St. Paulus percaya pada Allah Bapa yang mengorbankan Yesus Putra-Nya untuk keselamatan manusia. Yesus mengetahui rencana Bapa di Surga, dan rencana-Nya ini akan sempurna di Yerusalem. Dalam perjalanan ke Yerusalem bersama para murid-Nya, Yesus pernah ditakut-takuti oleh orang-orang Farisi. Mereka meminta Dia untuk meninggalkan tempat persinggahan-Nya karena ada ancaman dari Herodes Antipas untuk membunuh-Nya. Yesus mendengar dan bereaksi dengan mengatakan Herodes sebagai serigala. Serigala adalah gambaran pribadi Herodes yang dikuasai oleh kejahatan. Yesus tidak merasa takut dan berjanji untuk terus bekerja: mengusir setan, menyembuhkan orang-orang sakit dan semuanya akan selesai pada hari yang ketiga. Bagi Yesus, Yerusalem akan menjadi tempat di mana Ia mempersembahkan diri-Nya untuk keselamatan umat manusia.Yesus berkata: “Sebab tidaklah semestinya seorang nabi dibunuh kalau tidak di Yerusalem.” (Luk 13:33).
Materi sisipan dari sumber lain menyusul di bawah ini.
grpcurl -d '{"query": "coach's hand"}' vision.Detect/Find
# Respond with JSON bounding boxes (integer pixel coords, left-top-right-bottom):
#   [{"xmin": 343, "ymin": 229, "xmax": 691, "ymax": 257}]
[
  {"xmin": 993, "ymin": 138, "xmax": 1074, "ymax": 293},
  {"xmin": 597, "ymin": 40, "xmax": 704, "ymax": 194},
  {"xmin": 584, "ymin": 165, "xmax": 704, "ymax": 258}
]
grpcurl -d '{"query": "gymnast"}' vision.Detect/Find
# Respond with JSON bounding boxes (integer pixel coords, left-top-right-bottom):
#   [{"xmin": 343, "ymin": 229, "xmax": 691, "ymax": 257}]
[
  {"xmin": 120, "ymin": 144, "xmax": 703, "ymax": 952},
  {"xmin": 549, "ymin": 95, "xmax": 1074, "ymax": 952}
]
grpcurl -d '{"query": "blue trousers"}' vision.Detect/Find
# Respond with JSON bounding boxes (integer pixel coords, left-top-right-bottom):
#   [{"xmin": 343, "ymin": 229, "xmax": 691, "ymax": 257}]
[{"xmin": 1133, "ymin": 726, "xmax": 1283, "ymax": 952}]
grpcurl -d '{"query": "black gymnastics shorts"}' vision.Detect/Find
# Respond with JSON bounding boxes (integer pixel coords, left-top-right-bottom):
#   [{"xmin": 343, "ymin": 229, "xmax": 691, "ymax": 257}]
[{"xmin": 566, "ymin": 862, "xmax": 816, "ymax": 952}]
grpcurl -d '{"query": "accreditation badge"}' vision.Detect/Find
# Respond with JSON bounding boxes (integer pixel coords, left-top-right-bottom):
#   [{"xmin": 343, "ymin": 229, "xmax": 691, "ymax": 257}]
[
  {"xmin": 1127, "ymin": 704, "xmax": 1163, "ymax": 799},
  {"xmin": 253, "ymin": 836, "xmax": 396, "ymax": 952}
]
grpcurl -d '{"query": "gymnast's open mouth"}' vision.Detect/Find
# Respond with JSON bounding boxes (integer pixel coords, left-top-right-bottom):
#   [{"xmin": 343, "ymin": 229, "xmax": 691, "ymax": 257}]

Setelah mengungkapkan bahwa Ia akan wafat di Yerusalem, Ia mengungkapkan rasa sedih-Nya terhadap Yerusalem. Para penghuninya tercerai berai, penuh dengan keegoisan. Yesus berkata: “Yerusalem, Yerusalem, engkau yang membunuh nabi-nabi dan melempari dengan batu orang-orang yang diutus kepadamu! Berkali-kali Aku rindu mengumpulkan anak-anakmu, sama seperti induk ayam mengumpulkan anak-anaknya di bawah sayapnya, tetapi kamu tidak mau. Sesungguhnya rumahmu ini akan ditinggalkan dan menjadi sunyi. Tetapi Aku berkata kepadamu: Kamu tidak akan melihat Aku lagi hingga pada saat kamu berkata: Diberkatilah Dia yang datang dalam nama Tuhan!” (Luk 13:34-35).

Sabda Tuhan pada hari ini menguatkan kita semua. Kita semua memiliki persoalan-persoalan hidup, ada yang ringan dan ada yang berat. Namun demikian kita tidak perlu berhenti pada persoalan-persoalan itu, seperti orang yang tidak beriman. Kita harus berjuang sebagai orang beriman, karena percaya bahwa Allah tetap mengasihi kita. Kita lebih dari pemenang karena kasih Allah yang berlimpah. Ia bahkan tidak mengasihani Anak-Nya yang tunggal, tetapi mengurbankan-Nya di Yerusalem untuk keselamatan kita semua.